Search code examples
regexstringprintinglinefindall

To find some words in a text file using regex and later print them in a different text file


I need to find some words such as inherited, INHERITANCE, Ingeritable, etc., using regex, in a text file (origin.txt) and later I want to print them in a new text file (origin_spp.txt) and the line where they were found.

This is my code

re_pattern_string = r'(?:inherit|INHERIT|Inherit)*\w'

print('Opening origin.txt')
with open('origin.txt', 'r') as in_stream:
    print('Opening origin_spp.txt')
    with open('origin_spp.txt', 'w') as out_stream:
        for num, line in enumerate (in_stream):
        re_pattern_object = re.compile(re_pattern_string)
        line = line.strip()
        inherit_list = line.split()
        temp_list = re_pattern_object.findall('line')
        complete = origin_list.append('temp_list')
        for word in temp_list:
            out_stream.write(str(num) + '\t{0}\n'.format(word))

print("Done!")
print('origin.txt is closed?', in_stream.closed)
print('origin_spp.txt is closed?', out_stream.closed)

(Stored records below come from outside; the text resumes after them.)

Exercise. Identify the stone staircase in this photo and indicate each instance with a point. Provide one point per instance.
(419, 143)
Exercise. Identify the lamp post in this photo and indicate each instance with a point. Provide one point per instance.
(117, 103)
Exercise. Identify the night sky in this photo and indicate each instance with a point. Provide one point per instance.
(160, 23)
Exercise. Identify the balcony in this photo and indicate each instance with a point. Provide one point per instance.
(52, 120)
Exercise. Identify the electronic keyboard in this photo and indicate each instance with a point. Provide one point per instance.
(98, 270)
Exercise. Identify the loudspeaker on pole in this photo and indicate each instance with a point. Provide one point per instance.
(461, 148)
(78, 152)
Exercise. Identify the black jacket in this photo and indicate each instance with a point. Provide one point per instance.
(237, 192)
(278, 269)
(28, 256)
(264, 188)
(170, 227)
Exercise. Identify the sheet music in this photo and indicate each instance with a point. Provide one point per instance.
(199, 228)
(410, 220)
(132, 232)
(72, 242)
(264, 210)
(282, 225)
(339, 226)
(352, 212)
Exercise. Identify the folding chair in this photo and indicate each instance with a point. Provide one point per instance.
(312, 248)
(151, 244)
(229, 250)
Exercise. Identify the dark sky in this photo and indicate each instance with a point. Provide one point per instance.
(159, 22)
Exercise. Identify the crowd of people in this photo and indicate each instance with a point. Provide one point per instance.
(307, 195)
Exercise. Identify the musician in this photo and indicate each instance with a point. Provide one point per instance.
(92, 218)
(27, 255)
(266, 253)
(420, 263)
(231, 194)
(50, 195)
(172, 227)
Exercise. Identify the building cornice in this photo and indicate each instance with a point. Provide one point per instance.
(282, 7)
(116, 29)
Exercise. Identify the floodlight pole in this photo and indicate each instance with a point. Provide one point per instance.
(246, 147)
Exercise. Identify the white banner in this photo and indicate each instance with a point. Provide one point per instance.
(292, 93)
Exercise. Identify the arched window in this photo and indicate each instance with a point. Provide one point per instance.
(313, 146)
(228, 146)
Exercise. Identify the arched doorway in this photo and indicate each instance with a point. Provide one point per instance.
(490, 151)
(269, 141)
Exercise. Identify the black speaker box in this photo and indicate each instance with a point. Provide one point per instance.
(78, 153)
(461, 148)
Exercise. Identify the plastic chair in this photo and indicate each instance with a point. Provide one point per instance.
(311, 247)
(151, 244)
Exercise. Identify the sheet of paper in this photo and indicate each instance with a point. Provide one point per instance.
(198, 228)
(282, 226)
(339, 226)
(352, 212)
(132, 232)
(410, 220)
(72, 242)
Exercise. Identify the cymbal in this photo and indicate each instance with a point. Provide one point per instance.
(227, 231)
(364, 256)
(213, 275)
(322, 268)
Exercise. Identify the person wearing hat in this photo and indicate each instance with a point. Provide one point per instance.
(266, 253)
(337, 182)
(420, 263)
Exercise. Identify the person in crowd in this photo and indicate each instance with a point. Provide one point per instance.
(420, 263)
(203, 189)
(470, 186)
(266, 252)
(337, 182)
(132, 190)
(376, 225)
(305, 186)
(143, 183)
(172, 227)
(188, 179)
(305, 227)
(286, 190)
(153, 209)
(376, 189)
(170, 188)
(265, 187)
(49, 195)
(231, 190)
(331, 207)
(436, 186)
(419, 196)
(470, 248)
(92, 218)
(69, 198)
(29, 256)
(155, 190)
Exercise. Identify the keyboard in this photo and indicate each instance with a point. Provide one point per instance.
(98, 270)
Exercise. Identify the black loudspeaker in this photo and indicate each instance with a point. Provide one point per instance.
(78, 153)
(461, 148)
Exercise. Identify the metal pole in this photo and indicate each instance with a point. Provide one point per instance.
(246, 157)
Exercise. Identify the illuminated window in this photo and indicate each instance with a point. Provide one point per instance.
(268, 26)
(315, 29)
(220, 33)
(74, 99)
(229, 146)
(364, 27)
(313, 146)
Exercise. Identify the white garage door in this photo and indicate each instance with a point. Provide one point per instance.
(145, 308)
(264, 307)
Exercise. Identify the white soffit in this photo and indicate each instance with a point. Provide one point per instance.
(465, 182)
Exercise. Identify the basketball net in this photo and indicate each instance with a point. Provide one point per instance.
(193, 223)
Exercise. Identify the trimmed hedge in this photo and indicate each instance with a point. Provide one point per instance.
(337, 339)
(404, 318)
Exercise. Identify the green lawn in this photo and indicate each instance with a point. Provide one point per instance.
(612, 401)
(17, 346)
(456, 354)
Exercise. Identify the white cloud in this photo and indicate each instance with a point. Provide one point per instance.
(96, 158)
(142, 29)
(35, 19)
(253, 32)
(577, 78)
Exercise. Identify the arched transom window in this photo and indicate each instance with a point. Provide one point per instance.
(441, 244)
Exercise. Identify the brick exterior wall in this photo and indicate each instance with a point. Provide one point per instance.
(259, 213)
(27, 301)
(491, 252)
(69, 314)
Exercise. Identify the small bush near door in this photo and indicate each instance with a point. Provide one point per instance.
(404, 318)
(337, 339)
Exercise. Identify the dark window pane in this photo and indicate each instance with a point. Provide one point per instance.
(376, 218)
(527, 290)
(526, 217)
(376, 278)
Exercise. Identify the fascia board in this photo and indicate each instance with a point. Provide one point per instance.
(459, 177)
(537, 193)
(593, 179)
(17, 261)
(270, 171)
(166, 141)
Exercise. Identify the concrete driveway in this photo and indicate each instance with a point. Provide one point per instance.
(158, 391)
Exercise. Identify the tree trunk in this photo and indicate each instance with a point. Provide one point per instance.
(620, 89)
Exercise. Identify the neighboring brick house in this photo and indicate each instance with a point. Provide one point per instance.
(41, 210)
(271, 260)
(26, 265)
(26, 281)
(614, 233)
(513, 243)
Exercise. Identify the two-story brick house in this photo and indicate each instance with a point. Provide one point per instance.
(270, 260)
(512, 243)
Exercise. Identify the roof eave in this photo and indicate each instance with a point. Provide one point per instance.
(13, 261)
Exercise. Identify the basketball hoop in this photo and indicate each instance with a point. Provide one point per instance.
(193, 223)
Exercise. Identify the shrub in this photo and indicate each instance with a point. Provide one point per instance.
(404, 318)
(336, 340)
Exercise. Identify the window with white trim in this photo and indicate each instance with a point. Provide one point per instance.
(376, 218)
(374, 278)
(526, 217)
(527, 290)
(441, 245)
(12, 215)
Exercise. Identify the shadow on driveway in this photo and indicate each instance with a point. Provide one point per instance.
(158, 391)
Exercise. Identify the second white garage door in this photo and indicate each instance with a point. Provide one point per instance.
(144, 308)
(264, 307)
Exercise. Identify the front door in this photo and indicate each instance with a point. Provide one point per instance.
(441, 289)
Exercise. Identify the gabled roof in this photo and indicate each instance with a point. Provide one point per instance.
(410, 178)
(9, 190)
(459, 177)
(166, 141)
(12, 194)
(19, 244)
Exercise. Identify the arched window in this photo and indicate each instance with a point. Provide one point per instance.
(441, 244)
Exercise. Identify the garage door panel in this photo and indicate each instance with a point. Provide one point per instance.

if __name__ == '__main__':
    print(temp_list)

Can you help me, please? I am not getting anything and I do not know where is the error.

Thank you in advance

I need to print the words that I want to find in the origin.txt in a different text file.

This new file must contain the number of the line in the origin.txt plus the word/s.


Solution

  • Your code had some problems:

    • It's redundant to define re.compile inside for.
    • for re_pattern_object.findall('line') and origin_list.append('temp_list') don't wrap variables with ''
    • with findall we don't need iterate lines, it's works for whole text.

    Because you didn't provide input and output I just guess what you want:

    import re
    
    re_pattern_string = r'((?:inherit|INHERIT|Inherit)(\w*))'
    originmain_list = []
    re_pattern_object = re.compile(re_pattern_string)
    print('Opening origin.txt')
    with open('origin.txt', 'r') as in_stream:
        print('Opening origin_spp.txt')
        with open('origin_spp.txt', 'w') as out_stream:
            for num, line in enumerate(in_stream):
                temp_list = re_pattern_object.findall(line)
                for word in temp_list:
                    out_stream.write(str(num) + '\t{0}\n'.format(word[0]))
                    originmain_list.append((num, word[0]))
    
    print("Done!")
    print('origin.txt is closed?', in_stream.closed)
    print('origin_spp.txt is closed?', out_stream.closed)
    print(originmain_list)
    
    

    if origin.txt contains:

    inheritxxxxxxx some text INHERITccccc some text
    Inheritzzzzzzzz some text
    inherit some text INHERIT some text
    Inherit some text
    

    the output in the origin_spp.txt will be

    0   inheritxxxxxxx
    0   INHERITccccc
    1   Inheritzzzzzzzz
    2   inherit
    2   INHERIT
    3   Inherit
    

    The command line output will be:

    Opening origin.txt
    Opening origin_spp.txt
    Done!
    origin.txt is closed? True
    origin_spp.txt is closed? True
    [(0, 'inheritxxxxxxx'), (0, 'INHERITccccc'), (1, 'Inheritzzzzzzzz'), (2, 'inherit'), (2, 'INHERIT'), (3, 'Inherit')]